[Date Prev][Date Next][Thread Prev][Thread Next]
[Date Index]
[Thread Index]
- Subject: Re: Overloading and extending operators, (l)PEGs and grammars
- From: Sam Roberts <sroberts@...>
- Date: Wed, 11 Apr 2007 10:26:27 -0700
I can appreciate how difficult it is to make a small language with flexible
operator extensions. Its too bad, things like lpeg could benefit from it.
The PEG operators (*, +, /, etc.) are easy and mnemonic:
’’ Literal string
"" Literal string
[] Character class
. Any character
(e) Grouping
e? Optional
e* Zero-or-more
e+ One-or-more
e1 e2 Sequence
e1/e2 Prioritized Choice
&e And-predicate
!e Not-predicate
Anybody who has used a regex, or one of dozens of EBNF variants, can
remember this easily.
With lpeg, we have:
Operator Description
lpeg.P(string) Matches string literally
lpeg.P(number) Matches exactly number characters
lpeg.S(string) Matches any character in string (set)
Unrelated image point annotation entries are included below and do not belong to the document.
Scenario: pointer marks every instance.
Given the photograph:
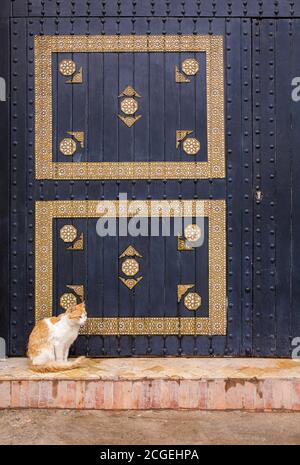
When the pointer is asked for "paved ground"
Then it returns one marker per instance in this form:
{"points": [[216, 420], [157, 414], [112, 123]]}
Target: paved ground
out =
{"points": [[151, 427]]}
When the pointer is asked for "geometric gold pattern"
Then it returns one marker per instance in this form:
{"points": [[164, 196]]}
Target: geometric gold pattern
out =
{"points": [[77, 78], [68, 233], [180, 135], [182, 246], [45, 48], [180, 78], [67, 147], [129, 92], [213, 210], [190, 67], [78, 245], [130, 252], [129, 106], [192, 301]]}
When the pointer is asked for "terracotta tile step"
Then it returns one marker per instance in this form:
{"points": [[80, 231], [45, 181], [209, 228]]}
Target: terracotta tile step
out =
{"points": [[156, 383]]}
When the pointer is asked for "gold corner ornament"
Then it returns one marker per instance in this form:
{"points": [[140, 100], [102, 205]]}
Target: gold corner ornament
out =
{"points": [[129, 106], [192, 301], [129, 92], [130, 252], [214, 323], [129, 120], [131, 282], [182, 289], [192, 232], [190, 66], [78, 244], [79, 136], [190, 145], [67, 300], [182, 245], [78, 290], [67, 67], [180, 135], [130, 267], [180, 78], [77, 78]]}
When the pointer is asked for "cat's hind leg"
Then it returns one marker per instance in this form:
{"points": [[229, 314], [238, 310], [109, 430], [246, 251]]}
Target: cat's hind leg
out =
{"points": [[46, 355]]}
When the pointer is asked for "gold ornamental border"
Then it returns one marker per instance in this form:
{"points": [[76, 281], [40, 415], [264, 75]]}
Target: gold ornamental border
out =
{"points": [[212, 45], [214, 324]]}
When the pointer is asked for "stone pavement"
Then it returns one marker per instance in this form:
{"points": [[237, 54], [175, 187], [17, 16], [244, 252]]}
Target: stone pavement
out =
{"points": [[156, 383], [160, 427]]}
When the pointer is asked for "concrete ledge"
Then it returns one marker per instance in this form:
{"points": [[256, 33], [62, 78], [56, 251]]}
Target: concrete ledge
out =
{"points": [[156, 383]]}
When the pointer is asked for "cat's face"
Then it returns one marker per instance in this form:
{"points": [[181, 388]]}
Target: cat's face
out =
{"points": [[78, 313]]}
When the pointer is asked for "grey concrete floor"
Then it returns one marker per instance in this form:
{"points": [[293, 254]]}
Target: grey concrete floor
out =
{"points": [[150, 427]]}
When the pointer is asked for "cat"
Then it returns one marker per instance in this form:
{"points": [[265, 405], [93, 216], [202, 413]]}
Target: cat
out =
{"points": [[51, 338]]}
lpeg.R("xy") Matches any character between x and y (range)
patt^n Matches at least n repetitions of patt
patt^-n Matches at most n repetitions of patt
patt1 * patt2 Matches patt1 followed by patt2
patt1 + patt2 Matches patt1 or patt2 (ordered choice)
patt1 - patt2 Matches patt1 if patt2 does not match
-patt Equivalent to "" - patt
patt1 / ... Used to capture matches? Why not have the same meaning as PEG?
There isn't any commonality here, I find it quite anti-mnemonic (all the
operators are used for different purposes than in the original PEG grammars). I
can't read a PEG without the table above taped to my monitor.
With boost::sprit (which looks pretty similar to PEGs, though their
might be theoretic differences in capability), you can use C++'s much
more flexible operator overloading to get:
Unary:
!P Matches P or an empty string
*P Matches P zero or more times
+P Matches P one or more times
~P Matches anything that does not match P
Binary:
P1 | P2 Matches P1 or P2
P1 - P2 Matches P1 but not P2
P1 >> P2 Matches P1 followed by P2
P1 % P2 Matches one or more P1 separated by P2
P1 & P2 Matches both P1 and P2
P1 ^ P2 Matches P1 or P2, but not both
P1 && P2 Synonym for P1 >> P2
P1 || P2 Matches P1 | P2 | P1 >> P2
It starts off well, the unary operators are pretty familiar, as is |.
After that it gets successively worse as various boolean and mathematical
operators are stolen for things with no particular relation to their common
usage.
I have mixed feelings about (ab)using operator overloading to support inline
expression of grammars. I can see the appeal to somehow add grammars as
elements of the language, rather than strings, but strings aren't so hard to
use, and are fairly flexible. I wonder if it wouldn't be better to use lpeg to
write something like:
equalcount = lpeg.grammar[[
S = "0" B
/ "1" A
/ ""
A = "0" S
/ "1" A A
B = "1" S
/ "0" B B
]]
instead of:
local S, A, B = 1, 2, 3
equalcount = lpeg.P{
[S] = "0" * lpeg.V(B) + "1" * lpeg.V(A) + "",
[A] = "0" * lpeg.V(S) + "1" * lpeg.V(A) * lpeg.V(A),
[B] = "1" * lpeg.V(S) + "0" * lpeg.V(B) * lpeg.V(B),
} * -1
or
pascalcomment = lpeg.grammar[[
C = "(*" N* "*)"
N = C
/ !"(*" .
]]
instead of
...
Cheers,
Sam